Índice de disparates

  • Hace algo más de doscientos cincuenta años, en 1759 exactamente, un irlandés llamado Arthur Guinness empezó a fabricar en Dublín la cerveza que lleva su apellido, una cerveza que seguramente sea una de las más famosas del mundo, especialmente en la categoría de "stout porter".

Caius Apicius

Madrid, 8 ago.- Hace algo más de doscientos cincuenta años, en 1759 exactamente, un irlandés llamado Arthur Guinness empezó a fabricar en Dublín la cerveza que lleva su apellido, una cerveza que seguramente sea una de las más famosas del mundo, especialmente en la categoría de "stout porter".

En lo que a cerveza se refiere, estoy completamente de acuerdo con el eslogan de la veteranísima cervecera: "Guinness is good for you". Todo muy bien... hasta que, en 1955, a alguien se le ocurrió empezar a publicar el que, andando el tiempo, se ha convertido en uno de los libros más vendidos de la historia: el "Guinness Book of the Records".

Este libro, unido a la vanidad humana y a las ganas de todo el mundo de tener su minuto de gloria, ha dado origen a verdaderas aberraciones, a auténticos disparates... Tanto, que debería llamarse "Libro Guinness de las Tonterías", y no de los récords.

Me resultan particularmente molestos los "récords" referidos a cosas de comer o de beber. Jugarse la vida (y hasta perderla) por salir en el librito como la persona que ha ingerido más litros de cerveza (no precisamente la patrocinadora del dislate) en menos tiempo o quien ha tardado menos en engullir una respetable cantidad de hamburguesas me parece, sin paliativos, una solemne estupidez.

Pero bueno, cada uno es cada uno y su circunstancia, que decía el filósofo español José Ortega y Gasset. El problema es cuando estas barbaridades se organizan desde instituciones públicas (ayuntamientos, por ejemplo) y, lo peor, se financian, en todo o en gran parte, con dineros igualmente públicos.

Vamos, que tengo clarísimo que yo no pago mis impuestos para que se elabore con ese dinero una "tapa" gigante de 360 kilos de pulpo, en un plato de casi cuatro metros de diámetro... Ni una "paella" para dos mil personas, o un cocido madrileño para mil, o cosas por el estilo. Y todo para aparecer en el dichoso libro y, naturalmente, para tener ese minuto en unas televisiones que hace mucho tiempo que perdieron la noción de lo que significan palabras como "periodismo" y "noticia" para dedicarse al espectáculo.

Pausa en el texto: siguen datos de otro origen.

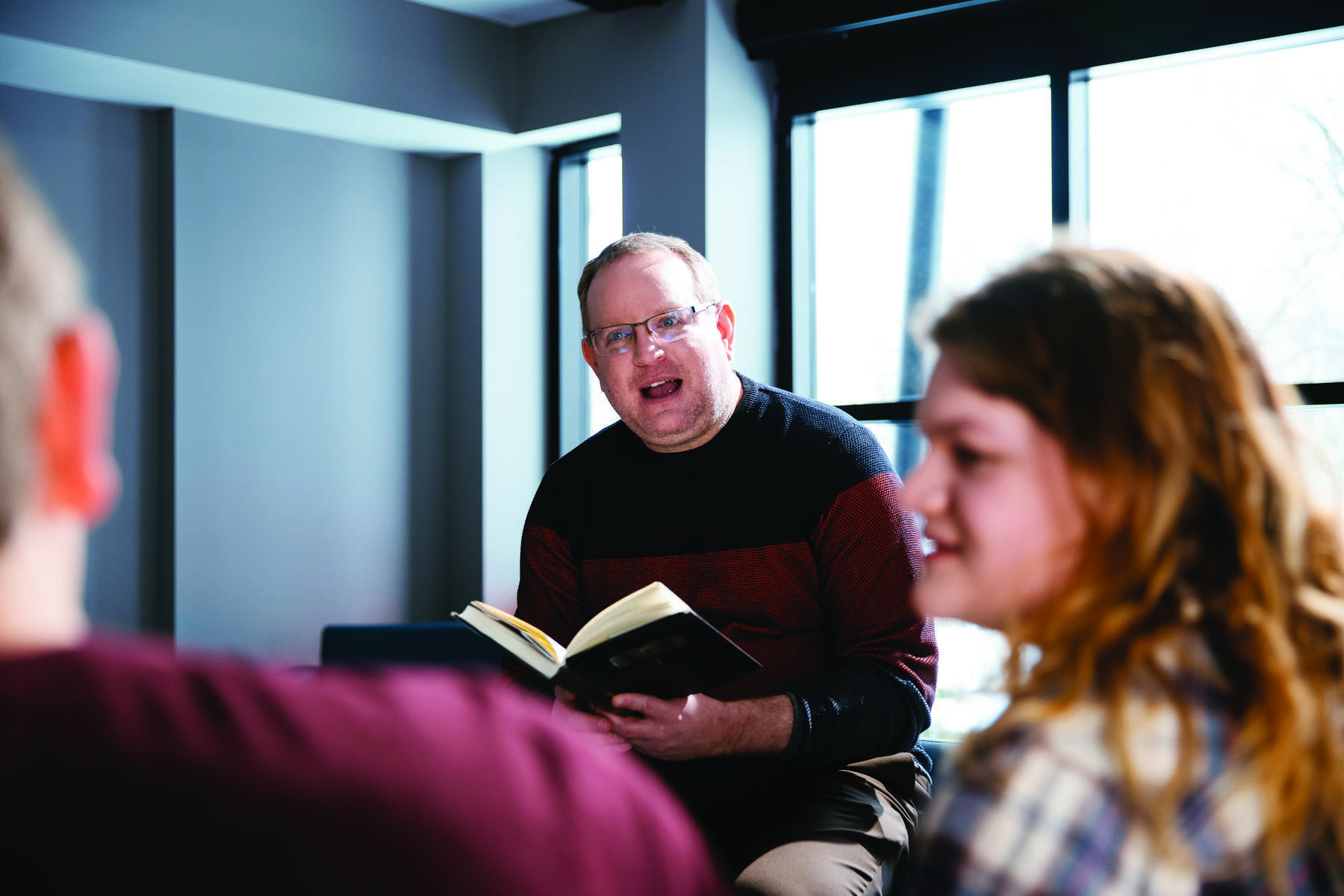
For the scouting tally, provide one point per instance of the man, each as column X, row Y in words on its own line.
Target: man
column 124, row 765
column 777, row 519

Pero todo vale para conseguir esos fines. Con todo respeto, siempre me ha parecido una tontería que en un pueblo valenciano, a finales de agosto, la gente se dedique a tirarse tomates. No uno, ni dos: alrededor de ciento cincuenta mil tomates. Se me contestará que esa fiesta ha colocado al pueblo en cuestión en el mundo. Lo reconozco; pero también reconozco que no me sentiría muy bien si, por ahí adelante, al mencionar mi pueblo solo lo conociesen por eso.

Y el ejemplo cunde. En otro pueblo, en esta ocasión en La Rioja (la española, no la argentina), se han sacado de la manga otra tradición y se dedican, después de una comilona, a tirarse unos a otros trozos de pan y queso. O sea: eso que les prohibimos a los niños ("no tiréis miguitas") se ha convertido en un evento oficial y, al parecer, de interés turístico. No lo entiendo; pero seguramente soy yo el equivocado.

Porque la gente y los municipios son fervientes partidarios e impulsores de este tipo de exhibiciones. No sé: estas cosas me recuerdan el viejo humor de Miguel Gila, que decía lo de "hay que ver lo brutos que somos en mi pueblo". Uno creería que estas son cosas de otro lugar, de otro tiempo; pero enciende la televisión en agosto... y comprueba que no, que está pasando aquí (teórico primer mundo) y ahora (siglo XXI). Qué quieren que les diga: no imagino mayor anacronismo. Eso sí: seguiré disfrutando de mi "stout porter" dublinesa.